LoRA on its own is good, but if you really want to make fine-tuning available to the masses, you need one more step - quantization. Like I played fast and loose with the maths, let me play fast and loose with quantization (but because I know you don’t want to disappoint me any more, you can read this for detail). Floating point numbers are stored as bits. Depending on the model, one floating point number can use 16 or 32 bits. What the computer scientists amongst us have discovered is that you don’t need all this precision all the time. Yip, time for more magic. There are certain times in the model update calculation where you can be less precise but still get an answer that works. If it feels to you like we rely too much on magic in this process, you would be correct.

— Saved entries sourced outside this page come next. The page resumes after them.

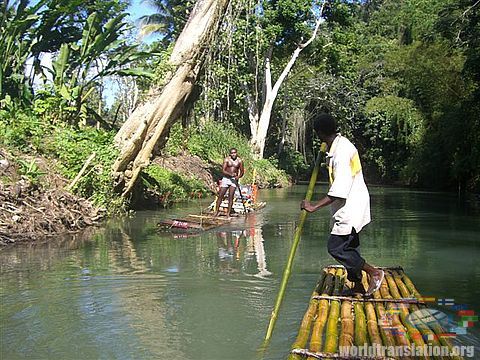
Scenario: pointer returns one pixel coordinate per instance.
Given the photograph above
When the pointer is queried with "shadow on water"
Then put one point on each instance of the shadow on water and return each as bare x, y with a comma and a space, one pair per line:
127, 291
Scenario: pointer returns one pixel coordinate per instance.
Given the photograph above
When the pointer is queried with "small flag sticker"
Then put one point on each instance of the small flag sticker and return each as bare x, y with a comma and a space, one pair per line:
460, 330
466, 313
427, 299
446, 302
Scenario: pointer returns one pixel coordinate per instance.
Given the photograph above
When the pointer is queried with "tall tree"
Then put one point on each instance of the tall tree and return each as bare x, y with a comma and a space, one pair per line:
148, 126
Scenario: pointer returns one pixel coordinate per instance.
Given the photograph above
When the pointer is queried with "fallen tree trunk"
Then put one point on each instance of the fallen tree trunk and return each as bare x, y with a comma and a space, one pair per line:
149, 123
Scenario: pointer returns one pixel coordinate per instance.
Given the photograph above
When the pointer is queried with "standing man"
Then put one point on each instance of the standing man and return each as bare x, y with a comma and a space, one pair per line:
232, 170
350, 203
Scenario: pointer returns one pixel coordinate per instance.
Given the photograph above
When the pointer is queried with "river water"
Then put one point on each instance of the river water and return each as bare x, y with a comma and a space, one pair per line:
125, 291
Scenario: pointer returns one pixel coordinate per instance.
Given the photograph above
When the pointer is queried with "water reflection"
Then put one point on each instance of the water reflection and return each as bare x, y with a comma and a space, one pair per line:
126, 291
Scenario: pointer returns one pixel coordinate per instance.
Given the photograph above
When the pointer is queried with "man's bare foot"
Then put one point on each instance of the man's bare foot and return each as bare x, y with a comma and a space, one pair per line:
357, 289
376, 278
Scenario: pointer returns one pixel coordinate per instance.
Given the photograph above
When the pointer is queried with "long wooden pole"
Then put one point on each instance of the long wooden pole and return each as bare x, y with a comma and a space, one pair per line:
293, 249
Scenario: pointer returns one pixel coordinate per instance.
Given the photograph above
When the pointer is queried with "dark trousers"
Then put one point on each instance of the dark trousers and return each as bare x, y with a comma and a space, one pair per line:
345, 249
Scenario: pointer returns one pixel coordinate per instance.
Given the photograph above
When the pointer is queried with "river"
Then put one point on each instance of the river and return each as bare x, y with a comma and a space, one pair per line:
125, 291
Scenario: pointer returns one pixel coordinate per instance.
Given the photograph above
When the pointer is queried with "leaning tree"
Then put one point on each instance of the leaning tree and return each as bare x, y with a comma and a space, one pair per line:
148, 125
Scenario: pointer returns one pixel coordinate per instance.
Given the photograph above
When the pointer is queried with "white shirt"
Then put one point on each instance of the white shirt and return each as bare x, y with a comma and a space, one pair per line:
352, 208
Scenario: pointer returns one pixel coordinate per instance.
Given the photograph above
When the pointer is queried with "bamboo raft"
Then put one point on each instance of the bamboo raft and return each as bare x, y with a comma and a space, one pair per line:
195, 223
389, 320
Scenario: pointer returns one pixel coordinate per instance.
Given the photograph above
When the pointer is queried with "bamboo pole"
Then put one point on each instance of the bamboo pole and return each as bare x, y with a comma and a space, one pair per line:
323, 310
360, 325
438, 331
82, 171
414, 334
400, 333
331, 338
409, 284
307, 320
386, 336
293, 249
347, 330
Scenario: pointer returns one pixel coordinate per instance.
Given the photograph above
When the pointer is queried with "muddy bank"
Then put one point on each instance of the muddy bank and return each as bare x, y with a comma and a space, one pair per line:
34, 206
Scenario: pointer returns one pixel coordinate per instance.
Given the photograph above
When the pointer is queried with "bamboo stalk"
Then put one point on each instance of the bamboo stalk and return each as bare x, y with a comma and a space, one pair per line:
323, 311
293, 249
370, 300
412, 331
360, 325
82, 171
387, 337
347, 329
372, 325
331, 338
400, 334
413, 290
434, 325
307, 320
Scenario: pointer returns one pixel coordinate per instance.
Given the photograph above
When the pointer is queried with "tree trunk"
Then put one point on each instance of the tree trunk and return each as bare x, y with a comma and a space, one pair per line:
149, 124
259, 136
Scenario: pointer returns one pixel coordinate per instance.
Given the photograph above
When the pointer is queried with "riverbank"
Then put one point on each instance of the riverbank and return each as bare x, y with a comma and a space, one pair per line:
35, 202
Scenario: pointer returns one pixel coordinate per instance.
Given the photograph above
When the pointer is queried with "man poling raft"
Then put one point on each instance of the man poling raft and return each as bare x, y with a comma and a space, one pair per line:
350, 202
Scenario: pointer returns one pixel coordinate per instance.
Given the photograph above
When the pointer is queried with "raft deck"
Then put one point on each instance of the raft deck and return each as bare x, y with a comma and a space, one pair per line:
337, 327
194, 222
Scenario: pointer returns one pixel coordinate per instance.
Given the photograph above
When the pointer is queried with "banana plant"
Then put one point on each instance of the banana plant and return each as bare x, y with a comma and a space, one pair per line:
102, 51
18, 23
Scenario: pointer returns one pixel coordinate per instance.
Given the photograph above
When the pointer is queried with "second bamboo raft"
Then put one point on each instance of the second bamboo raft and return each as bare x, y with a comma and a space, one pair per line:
393, 324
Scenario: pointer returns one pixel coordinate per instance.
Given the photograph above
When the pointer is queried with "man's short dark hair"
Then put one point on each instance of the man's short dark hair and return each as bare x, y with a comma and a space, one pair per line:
324, 123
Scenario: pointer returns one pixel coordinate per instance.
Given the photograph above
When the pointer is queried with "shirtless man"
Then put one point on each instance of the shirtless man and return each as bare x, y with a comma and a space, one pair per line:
232, 170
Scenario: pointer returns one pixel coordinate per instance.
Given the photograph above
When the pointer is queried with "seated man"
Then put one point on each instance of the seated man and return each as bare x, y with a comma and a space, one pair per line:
232, 170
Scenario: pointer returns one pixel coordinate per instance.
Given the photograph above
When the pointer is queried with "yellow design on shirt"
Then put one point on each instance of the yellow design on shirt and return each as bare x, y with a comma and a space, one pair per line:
355, 166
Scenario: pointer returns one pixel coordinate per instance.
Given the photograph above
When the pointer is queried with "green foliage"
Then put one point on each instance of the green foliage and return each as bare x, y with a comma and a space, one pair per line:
71, 147
394, 128
30, 169
212, 142
171, 187
101, 52
292, 162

I think it’s part of the reason very serious people are quite worried. Things work but we just don’t really understand why.

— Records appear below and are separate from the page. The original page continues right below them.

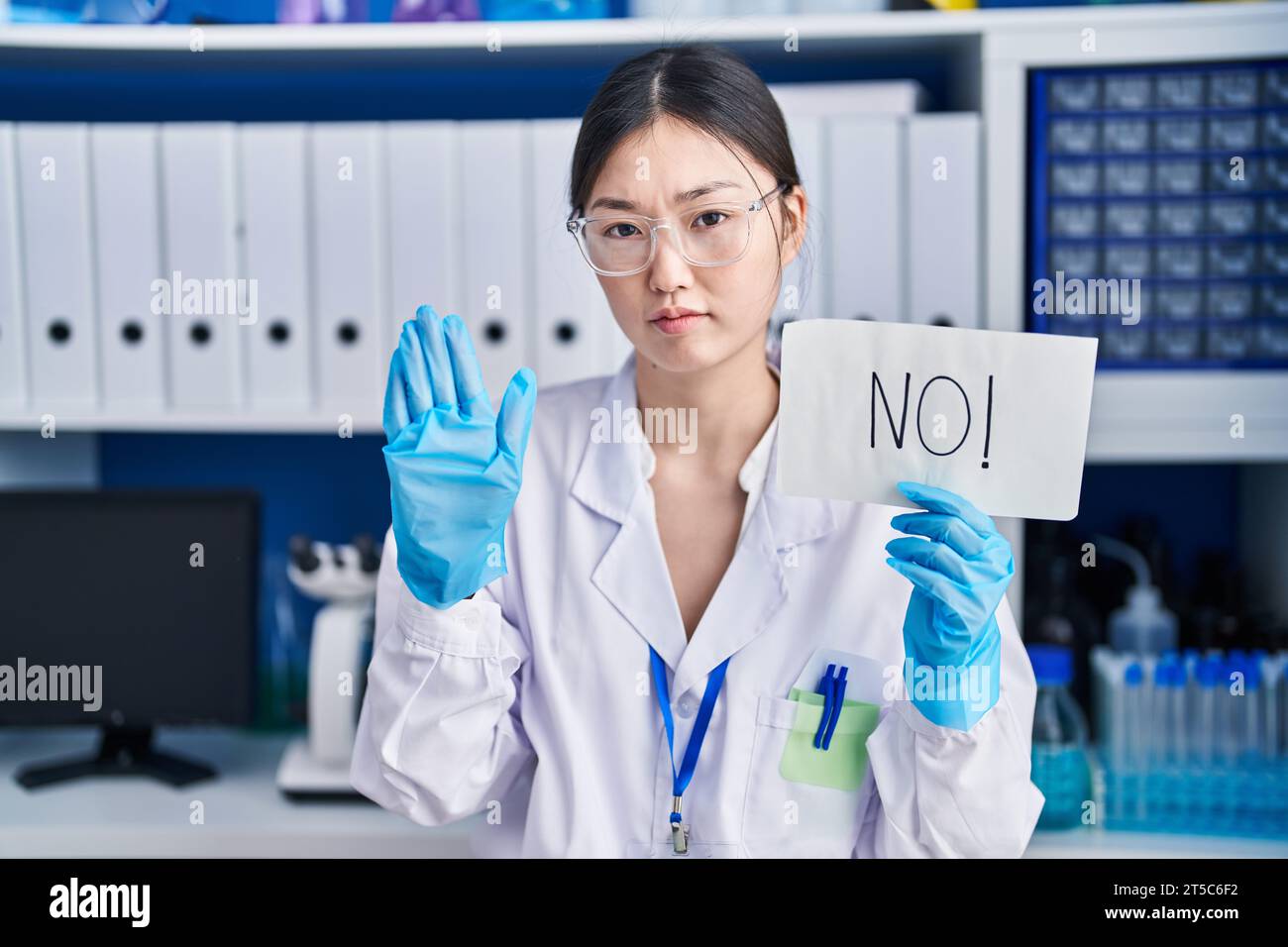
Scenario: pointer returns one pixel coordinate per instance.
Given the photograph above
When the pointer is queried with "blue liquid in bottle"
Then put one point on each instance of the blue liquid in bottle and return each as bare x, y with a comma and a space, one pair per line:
1060, 767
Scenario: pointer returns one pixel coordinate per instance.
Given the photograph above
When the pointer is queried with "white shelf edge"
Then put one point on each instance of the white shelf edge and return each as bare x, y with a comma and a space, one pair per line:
619, 31
273, 423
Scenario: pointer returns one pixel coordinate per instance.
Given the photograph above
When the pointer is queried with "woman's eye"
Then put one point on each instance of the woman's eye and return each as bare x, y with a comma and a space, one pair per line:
707, 218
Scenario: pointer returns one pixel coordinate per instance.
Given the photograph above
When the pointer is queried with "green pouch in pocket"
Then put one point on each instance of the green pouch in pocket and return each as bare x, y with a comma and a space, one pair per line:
845, 762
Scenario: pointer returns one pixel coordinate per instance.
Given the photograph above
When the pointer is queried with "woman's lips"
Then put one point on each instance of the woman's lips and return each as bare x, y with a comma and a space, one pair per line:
675, 325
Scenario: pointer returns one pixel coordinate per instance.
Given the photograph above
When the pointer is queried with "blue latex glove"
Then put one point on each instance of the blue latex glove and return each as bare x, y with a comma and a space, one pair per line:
958, 575
454, 464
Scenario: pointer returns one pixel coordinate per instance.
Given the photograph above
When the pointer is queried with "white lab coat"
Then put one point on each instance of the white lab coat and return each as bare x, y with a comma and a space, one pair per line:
533, 702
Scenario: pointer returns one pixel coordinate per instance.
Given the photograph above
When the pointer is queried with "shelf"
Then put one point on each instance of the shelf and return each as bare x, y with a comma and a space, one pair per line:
1090, 843
626, 30
220, 423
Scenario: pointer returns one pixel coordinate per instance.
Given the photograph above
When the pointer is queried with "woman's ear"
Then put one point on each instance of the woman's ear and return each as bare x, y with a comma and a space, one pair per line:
795, 206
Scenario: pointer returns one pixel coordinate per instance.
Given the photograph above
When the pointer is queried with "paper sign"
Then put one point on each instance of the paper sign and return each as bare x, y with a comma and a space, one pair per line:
997, 418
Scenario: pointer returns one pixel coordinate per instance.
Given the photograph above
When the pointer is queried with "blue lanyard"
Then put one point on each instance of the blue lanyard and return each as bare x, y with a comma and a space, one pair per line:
681, 779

Now, if you are like most quantum physicists and are happy to just use a calculation that works, even if nobody knows why, we can put this all together. Here is a repo with two Google Colab notebooks that allows you to fine-tune and then run inference on the fine-tuned Falcon models. You can run this on the 7 billion parameter model in the free tier. If you want to fine-tune the 40billion parameter model, you need the premium tier in order to access one A100 GPU. That’s right, With 1 A100 GPU, QLoRA (quantized LoRA) and about half a day (about $10 worth of compute time), you too can own your own fine-tuned version of a very good large language model. Go maths!

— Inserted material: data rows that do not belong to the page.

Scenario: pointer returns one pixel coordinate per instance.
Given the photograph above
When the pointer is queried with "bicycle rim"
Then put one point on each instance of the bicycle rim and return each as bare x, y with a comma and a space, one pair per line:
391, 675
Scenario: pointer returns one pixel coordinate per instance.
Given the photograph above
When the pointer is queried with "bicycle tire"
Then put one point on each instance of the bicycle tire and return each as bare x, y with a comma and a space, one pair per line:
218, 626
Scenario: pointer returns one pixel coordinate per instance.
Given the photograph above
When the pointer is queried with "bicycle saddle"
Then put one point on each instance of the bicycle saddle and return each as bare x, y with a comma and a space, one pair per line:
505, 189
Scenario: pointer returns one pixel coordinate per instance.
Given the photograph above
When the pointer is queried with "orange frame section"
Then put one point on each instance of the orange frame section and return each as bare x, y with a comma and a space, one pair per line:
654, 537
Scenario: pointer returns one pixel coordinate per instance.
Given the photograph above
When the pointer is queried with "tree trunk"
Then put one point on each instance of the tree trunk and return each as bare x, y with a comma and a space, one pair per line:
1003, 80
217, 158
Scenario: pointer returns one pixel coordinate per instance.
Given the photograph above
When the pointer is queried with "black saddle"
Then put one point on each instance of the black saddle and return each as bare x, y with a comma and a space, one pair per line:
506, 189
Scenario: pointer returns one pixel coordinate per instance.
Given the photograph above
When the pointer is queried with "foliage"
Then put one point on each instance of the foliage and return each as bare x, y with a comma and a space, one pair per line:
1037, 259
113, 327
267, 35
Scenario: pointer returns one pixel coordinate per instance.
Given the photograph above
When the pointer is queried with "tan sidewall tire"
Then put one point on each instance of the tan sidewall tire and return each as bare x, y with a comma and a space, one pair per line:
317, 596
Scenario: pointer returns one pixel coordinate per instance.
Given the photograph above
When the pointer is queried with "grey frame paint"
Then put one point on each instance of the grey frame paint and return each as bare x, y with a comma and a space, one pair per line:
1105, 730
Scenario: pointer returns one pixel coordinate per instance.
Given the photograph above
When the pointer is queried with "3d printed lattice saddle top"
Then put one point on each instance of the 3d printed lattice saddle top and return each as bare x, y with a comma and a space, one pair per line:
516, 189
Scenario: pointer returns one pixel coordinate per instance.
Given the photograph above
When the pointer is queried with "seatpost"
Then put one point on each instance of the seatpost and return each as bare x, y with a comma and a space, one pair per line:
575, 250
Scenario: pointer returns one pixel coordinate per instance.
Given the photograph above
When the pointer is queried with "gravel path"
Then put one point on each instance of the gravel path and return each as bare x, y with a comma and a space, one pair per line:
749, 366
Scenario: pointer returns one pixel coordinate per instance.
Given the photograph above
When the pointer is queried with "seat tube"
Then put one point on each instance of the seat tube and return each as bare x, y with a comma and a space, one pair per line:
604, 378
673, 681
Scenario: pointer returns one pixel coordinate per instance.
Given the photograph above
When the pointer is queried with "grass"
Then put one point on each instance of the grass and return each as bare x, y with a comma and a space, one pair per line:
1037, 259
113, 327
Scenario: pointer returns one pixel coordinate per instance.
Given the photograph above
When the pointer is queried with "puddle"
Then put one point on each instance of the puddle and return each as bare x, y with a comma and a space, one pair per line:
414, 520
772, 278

I trained my very own model. This is what I took from the process:

There is more to owning a model than meets the eye. It’s one thing going through the motions and getting something to produce a result but it is another thing to run this in production. I’m normally very cavalier about production. If it works in dev, its basically job done. In this case however, I can already tell that production is going to be hard. And expensive if you want reasonable performance.
Like it or not, users are going to compare your experience to that of OpenAI and it is clear to me that OpenAI has done a lot around the model (much, much more than just building and fine-tuning it) to make the user experience good. They are fast, pretty cheap and are adding capabilities daily. If you and your model don’t want to become the butt of many jokes, you are going to need a team of people constantly working on eking out as much performance as humanly possible. And remember, you are competing against some of the best in the world.
Data quality really (and I really mean that it REALLY) matters. I started this project with some technical documentation. Realising that this was not good enough, I used GPT to generate additional related documentation (Questions and answers based on the technical documentation plus summarizations of various parts of the documentation) but the results I was generating were still underwhelming. If you don’t have great documentation or text for training, this may not be for you.

While this was an interesting exercise, my conclusion is that unless you absolutely have to run your own model for some obscure reason, it is probably going to save you a lot of time and frustration to focus on vector embeddings.